- Mixer was an American video game live streaming platform launched on January 5, 2016. The platform was shut down just four years later, with owner Microsoft citing a lack of users and competition from rival Twitch.
- Mixer’s demise began with the Microsoft acquisition, with the company less responsive to streamer requests and neglectful of addressing technical issues. The company also spent millions on attracting high-profile clients instead of focusing its efforts on growing smaller communities organically.
- Some Mixer employees were also subject to racist remarks and toxic company culture while working at Microsoft. The company decided to shut down Mixer around the same time these issues came to light, leading many to conclude the demise of Mixer was more complex than competitive pressure or a decline in usage.
Mixer was an American video game live streaming platform launched on January 5, 2016. The platform, originally known as Beam, was founded by Matthew Salsamendi and James Boehm.
The service delivered video streams using a protocol called faster than light (FTL), which allowed streamers to instantly respond to the chat messages left by audience members.
Despite a promising start and high-profile acquisition, Mixer was shut down four years after it was launched. The reasons for its demise are more complex and multi-faceted than they appear at first glance.
Microsoft acquired Beam in August 2016 for an undisclosed sum and then rebranded the streaming service as Mixer.
Microsoft bought the service hoping to attract millions of paid users who would be interested in following live streaming sessions from their favorite e-sports personalities. To capitalize on the growing e-sports market, Microsoft employed several tactics.
The company incorporated Mixer into the Game Bar on Windows 10 and created a Mixer app for the Xbox One console. It also developed a way for audiences to buy the games they were watching streamers play and added support for many languages.

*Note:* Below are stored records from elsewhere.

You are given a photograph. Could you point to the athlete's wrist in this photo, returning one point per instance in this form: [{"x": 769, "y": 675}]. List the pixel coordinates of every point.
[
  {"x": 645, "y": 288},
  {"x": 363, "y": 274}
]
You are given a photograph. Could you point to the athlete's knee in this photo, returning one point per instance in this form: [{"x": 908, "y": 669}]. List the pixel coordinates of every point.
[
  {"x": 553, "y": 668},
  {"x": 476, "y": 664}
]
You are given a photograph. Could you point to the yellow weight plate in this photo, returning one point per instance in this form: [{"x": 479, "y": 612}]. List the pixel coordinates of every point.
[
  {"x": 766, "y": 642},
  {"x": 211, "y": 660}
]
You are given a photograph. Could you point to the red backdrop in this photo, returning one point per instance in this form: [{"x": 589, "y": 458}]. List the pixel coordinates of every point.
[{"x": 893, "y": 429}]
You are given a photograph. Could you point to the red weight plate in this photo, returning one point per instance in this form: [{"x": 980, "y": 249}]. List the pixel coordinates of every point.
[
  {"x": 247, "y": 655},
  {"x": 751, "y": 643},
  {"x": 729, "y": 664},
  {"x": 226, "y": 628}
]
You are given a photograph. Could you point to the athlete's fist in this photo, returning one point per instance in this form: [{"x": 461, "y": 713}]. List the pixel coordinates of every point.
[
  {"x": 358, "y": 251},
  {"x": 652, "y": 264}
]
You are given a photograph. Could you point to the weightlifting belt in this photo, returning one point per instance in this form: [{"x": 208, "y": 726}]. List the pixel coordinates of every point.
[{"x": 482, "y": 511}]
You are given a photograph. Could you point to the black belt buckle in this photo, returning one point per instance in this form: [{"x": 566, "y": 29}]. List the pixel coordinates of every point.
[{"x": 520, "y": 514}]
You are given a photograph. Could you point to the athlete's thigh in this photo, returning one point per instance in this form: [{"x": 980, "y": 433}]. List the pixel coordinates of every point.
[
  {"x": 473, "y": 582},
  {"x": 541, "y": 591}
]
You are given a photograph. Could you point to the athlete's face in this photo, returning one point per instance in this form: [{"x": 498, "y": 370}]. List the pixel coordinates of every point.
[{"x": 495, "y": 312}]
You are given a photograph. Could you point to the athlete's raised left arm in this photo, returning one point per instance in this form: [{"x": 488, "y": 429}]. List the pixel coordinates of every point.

Microsoft also made concerted efforts to steal users from competing services, spending tens of millions of dollars to convince high-profile streamers to ditch Twitch and join Mixer. Despite the acquisitions, Mixer reported a measly 0.2% growth between April 2019 and April 2020.
When Mixer was known as Beam, Salsamendi and Boehm were accessible to users and regularly communicated with them to resolve issues or make improvements.
After Microsoft took over, users felt disconnected from management who were less responsive to their needs. With a direct line to the original founders lost, user requests became mired in bureaucracy and took much longer to resolve.
Many also criticized Microsoft’s decision to spend money recruiting high-profile streamers. While these streamers did bring their audiences with them, most did not interact with the Mixer platform whilst their favorite stars were offline. Salsamendi later claimed that Microsoft should have invested more in the smaller communities that were forming on the platform organically to encourage growth.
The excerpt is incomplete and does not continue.